If people are left alone to buy or sell something, they would wish that they are given full freedom to choose their buyers and sellers. They would not wish some external bodies to tell and prohibit them from trading with certain groups of people or economies.

In the Asia-Pacific area, the Asia Pacific Economic Cooperation (APEC) was created in 1989 whose   “primary goal is to support sustainable economic growth and prosperity in the Asia-Pacific region….by championing free and open trade and investment, promoting and accelerating regional economic integration, encouraging economic and technical cooperation… ” (APEC Mission Statement)

This is the biggest economic alliance in the entire planet because it includes huge  economies like the US, Japan and China. Then there are certain  political agenda by some member-governments that are not fulfilled, and new groupings were created.

One is the Trans-Pacific Partnership (TPP) formed in 2010, which is an expansion of the four member-countries Trans-Pacific Strategic Economic Partnership Agreement (TPSEP or P4) formed in 2005.

The other is the Comprehensive Economic Partnership for East Asia (CEPEA), formalized in 2009, and more recently is called the Regional Comprehensive Economic Partnership (RCEP).

APEC member-countries (21) that are
TPP members, actual or candidate (12)
Not TPP members (9)
Japan, , Australia, New Zealand,
Brunei, Malaysia, Sing., Vietnam *
US, Canada, Chile, Mexico, Peru.
China, Hong Kong, Taiwan,  S. Korea;
Indonesia, Philippines, Thailand, Papua New Guinea, Russia.

* These seven countries are RCEP members also.

The RCEP is composed of 10 member-countries of the Association of South East Asian Nations (ASEAN) + 6 countries.  PNG, HK, Taiwan and Russia are the only APEC member countries that do not belong to either TPP or RCEP. 

In South Asia, there is the South Asian Association for Regional Cooperation (SAARC).

CEPEA/RCEP (16)
SAARC (8)
ASEAN (10) + 6: Brunei, Cambodia, Indonesia, Laos, Malaysia, Myanmar, Philippines, Singapore, Thailand, Vietnam
+ China, India, Japan, S. Korea,  Australia, New Zealand
Afghanistan, Bangladesh, Bhutan, India, Maldives, Nepal, Pakistan, Sri Lanka
+ Potential members: China, Myanmar
+ Other observers: Iran, Japan, Mauritius, S. Korea, Australia, EU, US

SAARC was formed to promote peace, stability, progress and economic cooperation in the region.
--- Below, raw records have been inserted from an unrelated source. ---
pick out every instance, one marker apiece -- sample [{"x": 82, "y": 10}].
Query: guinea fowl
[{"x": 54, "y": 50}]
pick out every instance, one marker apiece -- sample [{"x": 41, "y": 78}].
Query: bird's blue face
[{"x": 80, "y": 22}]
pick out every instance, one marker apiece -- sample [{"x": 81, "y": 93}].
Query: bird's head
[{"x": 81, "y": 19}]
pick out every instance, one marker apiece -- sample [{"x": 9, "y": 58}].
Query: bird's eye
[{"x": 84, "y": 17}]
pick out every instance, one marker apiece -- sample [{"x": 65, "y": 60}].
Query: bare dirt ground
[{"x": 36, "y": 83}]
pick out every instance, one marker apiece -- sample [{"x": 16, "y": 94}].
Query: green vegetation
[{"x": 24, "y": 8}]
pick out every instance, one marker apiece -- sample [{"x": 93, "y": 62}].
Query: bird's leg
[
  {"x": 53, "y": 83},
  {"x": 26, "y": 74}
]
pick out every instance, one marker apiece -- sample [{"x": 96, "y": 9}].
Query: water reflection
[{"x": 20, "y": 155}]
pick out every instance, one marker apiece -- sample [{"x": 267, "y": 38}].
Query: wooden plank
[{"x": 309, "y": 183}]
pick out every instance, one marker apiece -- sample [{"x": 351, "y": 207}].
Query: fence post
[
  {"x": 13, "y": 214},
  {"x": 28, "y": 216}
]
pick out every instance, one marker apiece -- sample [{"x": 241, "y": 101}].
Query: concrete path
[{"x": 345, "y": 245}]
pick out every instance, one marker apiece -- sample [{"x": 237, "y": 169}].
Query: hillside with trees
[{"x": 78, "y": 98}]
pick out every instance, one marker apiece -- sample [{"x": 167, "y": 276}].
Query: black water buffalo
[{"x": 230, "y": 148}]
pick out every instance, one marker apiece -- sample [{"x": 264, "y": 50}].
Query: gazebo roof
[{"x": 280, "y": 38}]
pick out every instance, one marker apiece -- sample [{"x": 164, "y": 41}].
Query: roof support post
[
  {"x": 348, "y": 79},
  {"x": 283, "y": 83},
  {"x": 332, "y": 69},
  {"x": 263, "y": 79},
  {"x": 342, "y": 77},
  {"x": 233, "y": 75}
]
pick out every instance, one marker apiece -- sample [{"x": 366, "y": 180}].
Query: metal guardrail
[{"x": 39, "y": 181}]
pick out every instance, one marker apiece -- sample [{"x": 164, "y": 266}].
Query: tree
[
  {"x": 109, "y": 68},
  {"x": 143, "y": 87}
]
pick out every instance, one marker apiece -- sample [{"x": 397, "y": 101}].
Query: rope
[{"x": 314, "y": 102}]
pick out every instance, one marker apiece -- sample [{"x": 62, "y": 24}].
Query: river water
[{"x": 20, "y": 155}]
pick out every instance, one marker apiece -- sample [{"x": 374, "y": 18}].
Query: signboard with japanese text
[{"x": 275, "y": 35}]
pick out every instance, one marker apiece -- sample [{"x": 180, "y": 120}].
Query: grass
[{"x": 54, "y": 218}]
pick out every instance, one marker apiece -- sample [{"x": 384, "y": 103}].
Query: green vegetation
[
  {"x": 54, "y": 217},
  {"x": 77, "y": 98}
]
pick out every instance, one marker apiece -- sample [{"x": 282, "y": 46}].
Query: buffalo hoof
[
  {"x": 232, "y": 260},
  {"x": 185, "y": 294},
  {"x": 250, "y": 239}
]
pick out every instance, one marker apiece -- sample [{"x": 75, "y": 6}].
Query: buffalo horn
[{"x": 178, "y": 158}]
Among the mechanisms to attain this goal is the establishment of the South Asia Free Trade Area (SAFTA) where traded goods among member-countries will have zero customs duties by 2016. Another mechanism is the SAARC Visa Exemption Scheme for certain groups of people like high government officials, businessmen, media and athletes. These moves are laudable and will definitely have a positive impact in confidence-building and further economic integration among the people of the neighboring countries.

While RCEP was Japan-initiated, there is growing perception that China is rising in leadership. And while TPSEP was New Zealand-initiated, the expanded TPP is now seen as being led by the US.

By creating and expanding the TPP, the US may have weakened APEC as Asia-Pacific countries are now divided between TPP or RCEP members, except for a few that are members of both economic blocs.

For a country like Vietnam, it can use the TPP to counter what is seen as China's weight on its border, and use RCEP for economic trade and diplomacy with China. So Vietnam will be able to walk a balance between the US and China.

People in the ASEAN are looking up at the Asean Free Trade Area (AFTA) of zero duties among member-countries by 2015. This is a common market of around 700 million people or slightly higher than the combined population of the US + EU. RCEP is looking at a semi-FTA among the 16 countries by 2015.

It sounds ironic that state-run economies like China and Vietnam can integrate themselves in a free trade and free market landscape. But they are playing with global capitalism, of a highly globalized trade, tourism and investments by people. So those socialist governments must abide by having zero import tax for certain goods from certain countries.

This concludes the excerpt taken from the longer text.